The Lady opened her eyes. “No one there,” she said. She turned to her left, where Hamil stood quietly with the rest of the Lady’s Cadre. She understood why they were nicknamed the “human wolfpack.” The twelve men spoke little more than the wolves, and sometimes seemed to move at the will of the Lady without her speaking to them.
As if she has altered them to serve her, she thought, and shoved the thought away angrily, cursing Keltan for putting it there. So they’re loyal. Why wouldn’t they be? Their village was barely surviving until she used her magic to carve something approaching civilization out of that frozen valley. Without her help, they couldn’t grow crops or keep livestock alive. Of course they’re loyal.

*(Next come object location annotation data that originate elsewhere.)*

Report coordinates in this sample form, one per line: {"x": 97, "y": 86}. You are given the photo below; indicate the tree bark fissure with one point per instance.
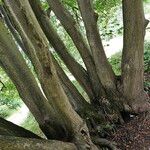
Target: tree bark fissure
{"x": 133, "y": 51}
{"x": 104, "y": 69}
{"x": 72, "y": 123}
{"x": 71, "y": 27}
{"x": 77, "y": 70}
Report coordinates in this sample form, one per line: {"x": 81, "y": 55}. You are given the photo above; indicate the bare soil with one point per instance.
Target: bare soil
{"x": 133, "y": 135}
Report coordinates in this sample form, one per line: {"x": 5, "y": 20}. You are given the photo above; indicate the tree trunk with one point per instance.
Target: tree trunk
{"x": 15, "y": 143}
{"x": 132, "y": 58}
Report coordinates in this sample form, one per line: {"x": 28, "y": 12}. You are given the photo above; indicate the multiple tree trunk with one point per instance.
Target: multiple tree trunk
{"x": 61, "y": 111}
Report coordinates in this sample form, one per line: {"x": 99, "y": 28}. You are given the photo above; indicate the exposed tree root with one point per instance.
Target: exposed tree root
{"x": 104, "y": 143}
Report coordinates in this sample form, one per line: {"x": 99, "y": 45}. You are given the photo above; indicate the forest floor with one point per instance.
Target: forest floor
{"x": 133, "y": 135}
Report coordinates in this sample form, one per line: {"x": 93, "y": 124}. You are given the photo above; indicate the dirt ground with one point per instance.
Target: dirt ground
{"x": 134, "y": 135}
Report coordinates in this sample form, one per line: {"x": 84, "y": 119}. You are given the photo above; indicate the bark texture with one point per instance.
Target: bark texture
{"x": 15, "y": 143}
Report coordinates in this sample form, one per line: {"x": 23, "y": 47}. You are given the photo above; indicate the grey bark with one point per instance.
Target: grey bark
{"x": 103, "y": 67}
{"x": 15, "y": 143}
{"x": 132, "y": 58}
{"x": 72, "y": 29}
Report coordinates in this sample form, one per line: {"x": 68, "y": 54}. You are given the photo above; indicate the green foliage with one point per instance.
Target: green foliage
{"x": 9, "y": 98}
{"x": 115, "y": 60}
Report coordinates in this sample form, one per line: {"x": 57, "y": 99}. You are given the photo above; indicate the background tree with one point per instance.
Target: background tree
{"x": 61, "y": 111}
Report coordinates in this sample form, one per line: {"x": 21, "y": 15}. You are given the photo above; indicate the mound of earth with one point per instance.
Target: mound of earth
{"x": 133, "y": 135}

“Hamil,” the Lady said. “Take Mara to the hut.” She glanced at Mara. “See if there is magic there we could use.”
Mara nodded at her, then at Hamil. He led her into the woods, while behind them the entire column, which had been resting while the hut was investigated, swung into motion, curving off to the right on a path that would take them around the base of the hill Mara would have to climb.